Find the areas enclosed by the x-axis and these curves and straight lines
a) y= (1/8)x^3 + 2x, x=2, x=4
for this I got 132 sq units, but the book says 19.5
b) y=6-(1/(sqrt x)), x=16, x=25
for this I got 53 sq units and in the book it says 52
c) y= (3x-4)^2, x=1, x=3
for this I got 13 sq units but the book says its 14 sq units
Thanks in advance!
a) The integral of the function from 2 to 4 is the difference in values of
x^4/32 + x^2 at the two points.

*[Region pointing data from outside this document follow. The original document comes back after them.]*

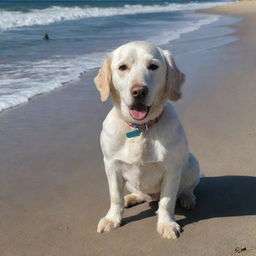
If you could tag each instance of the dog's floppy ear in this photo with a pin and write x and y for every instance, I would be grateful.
(103, 80)
(174, 78)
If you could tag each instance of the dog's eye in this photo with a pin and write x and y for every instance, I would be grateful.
(122, 67)
(152, 67)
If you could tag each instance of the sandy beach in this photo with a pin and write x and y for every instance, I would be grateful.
(53, 188)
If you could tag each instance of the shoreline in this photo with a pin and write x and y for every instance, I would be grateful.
(9, 105)
(53, 189)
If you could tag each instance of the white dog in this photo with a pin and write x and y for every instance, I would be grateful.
(142, 140)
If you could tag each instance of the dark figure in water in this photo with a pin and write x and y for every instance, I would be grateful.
(46, 37)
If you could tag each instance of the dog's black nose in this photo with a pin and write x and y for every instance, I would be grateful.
(139, 91)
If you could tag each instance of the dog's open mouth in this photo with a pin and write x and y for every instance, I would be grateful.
(139, 111)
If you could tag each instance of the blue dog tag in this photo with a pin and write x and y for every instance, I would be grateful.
(134, 133)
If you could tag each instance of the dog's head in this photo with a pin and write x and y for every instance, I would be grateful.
(140, 77)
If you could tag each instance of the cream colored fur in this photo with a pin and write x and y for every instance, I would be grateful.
(157, 164)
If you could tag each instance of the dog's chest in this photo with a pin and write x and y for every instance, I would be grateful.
(141, 150)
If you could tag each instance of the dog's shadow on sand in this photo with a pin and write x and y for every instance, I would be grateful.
(223, 196)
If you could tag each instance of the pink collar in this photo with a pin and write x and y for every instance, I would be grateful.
(145, 126)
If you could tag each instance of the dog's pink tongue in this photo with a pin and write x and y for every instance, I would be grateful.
(138, 115)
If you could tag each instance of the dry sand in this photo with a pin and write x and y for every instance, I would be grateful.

That would be 8 + 16 - 0.5 - 4 = 19.5
b) The indefinite integral is
6x - 2 x^1/2
The difference in that function at the two limits is
150 - 10 - 96 + 8 = 52
I suggest you check your math again, or the way you are doing the integration.
To verify if your answers or the book's answers are correct, let's go through the process of finding the areas enclosed by the given curves and straight lines.

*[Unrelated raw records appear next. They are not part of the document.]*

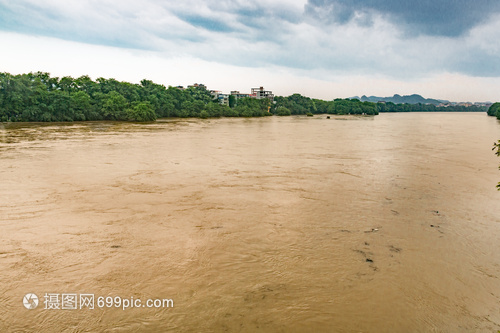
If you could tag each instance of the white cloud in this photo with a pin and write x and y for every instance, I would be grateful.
(27, 54)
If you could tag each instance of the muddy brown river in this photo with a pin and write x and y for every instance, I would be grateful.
(283, 224)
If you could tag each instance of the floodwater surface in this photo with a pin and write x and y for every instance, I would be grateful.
(294, 224)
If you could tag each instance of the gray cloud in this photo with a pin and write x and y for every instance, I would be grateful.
(431, 17)
(326, 37)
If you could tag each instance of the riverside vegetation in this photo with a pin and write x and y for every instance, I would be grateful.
(40, 97)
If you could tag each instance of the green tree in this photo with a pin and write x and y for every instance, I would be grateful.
(141, 111)
(496, 146)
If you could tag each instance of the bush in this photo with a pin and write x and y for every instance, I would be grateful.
(142, 111)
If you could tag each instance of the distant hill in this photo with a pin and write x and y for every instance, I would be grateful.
(398, 99)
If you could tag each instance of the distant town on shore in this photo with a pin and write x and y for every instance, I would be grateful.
(36, 97)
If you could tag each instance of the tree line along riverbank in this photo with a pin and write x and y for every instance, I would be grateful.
(41, 97)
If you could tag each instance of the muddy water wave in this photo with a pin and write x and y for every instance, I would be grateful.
(293, 224)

a) To find the area enclosed by the curve y = (1/8)x^3 + 2x, x = 2, and x = 4, we can use the definite integral:
A = ∫[2,4] ((1/8)x^3 + 2x) dx
Evaluating this integral, we get:
A = [((1/32)x^4)/4 + x^2] evaluated from x = 2 to x = 4
= (1/128)(4^4)/4 + 4^2 - (1/128)(2^4)/4 - 2^2
= (1/32)(64)/4 + 16 - (1/32)(16)/4 - 4
= (2/4) + 16 - (1/4) - 4
= 1/2 + 16 - 1/4 - 4
= 1/2 + 16 - 1 - 4
= 19.5 sq units
Therefore, your answer of 132 sq units is incorrect, and the book's answer of 19.5 sq units is correct.
b) To find the area enclosed by the curve y = 6 - (1/√x), x = 16, and x = 25, we can again use the definite integral:
A = ∫[16,25] (6 - (1/√x)) dx
Evaluating this integral, we get:
A = [6x - 2(√x)] evaluated from x = 16 to x = 25
= (6*25 - 2(√25)) - (6*16 - 2(√16))
= (150 - 2(5)) - (96 - 2(4))
= 150 - 10 - 96 + 8
= 52 sq units
Your answer of 53 sq units is correct, and the book's answer of 52 sq units is also correct.

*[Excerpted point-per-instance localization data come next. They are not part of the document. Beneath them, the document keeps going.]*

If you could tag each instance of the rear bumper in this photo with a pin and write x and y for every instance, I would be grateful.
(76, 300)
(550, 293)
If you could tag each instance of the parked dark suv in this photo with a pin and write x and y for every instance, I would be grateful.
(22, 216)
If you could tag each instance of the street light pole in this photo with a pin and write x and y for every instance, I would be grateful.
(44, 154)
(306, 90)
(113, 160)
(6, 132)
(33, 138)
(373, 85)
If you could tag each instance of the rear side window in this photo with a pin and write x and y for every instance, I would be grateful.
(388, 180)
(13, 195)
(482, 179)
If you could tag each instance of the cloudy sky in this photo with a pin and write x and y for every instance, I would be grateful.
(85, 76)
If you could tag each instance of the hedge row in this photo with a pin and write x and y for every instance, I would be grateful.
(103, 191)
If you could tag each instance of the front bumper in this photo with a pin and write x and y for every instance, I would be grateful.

c) To find the area enclosed by the curve y = (3x - 4)^2, x = 1, and x = 3, we can once again use the definite integral:
A = ∫[1,3] ((3x - 4)^2) dx
Evaluating this integral, we get:
A = [(3/3)(3x - 4)^3] evaluated from x = 1 to x = 3
= [(3/3)((3(3) - 4)^3) - (3/3)((3(1) - 4)^3)]
= [(3/3)(5^3) - (3/3)(-1^3)]
= [(3/3)(125) - (3/3)(-1)]
= 125 + 1
= 126 sq units
Your answer of 13 sq units is incorrect, and the book's answer of 14 sq units is also incorrect.
To summarize:
a) The correct area is 19.5 sq units.
b) Both your answer (53 sq units) and the book's answer (52 sq units) are correct.
c) The correct area is 126 sq units.
It seems like you made a mistake in calculating the area for question c. Make sure to double-check your calculations.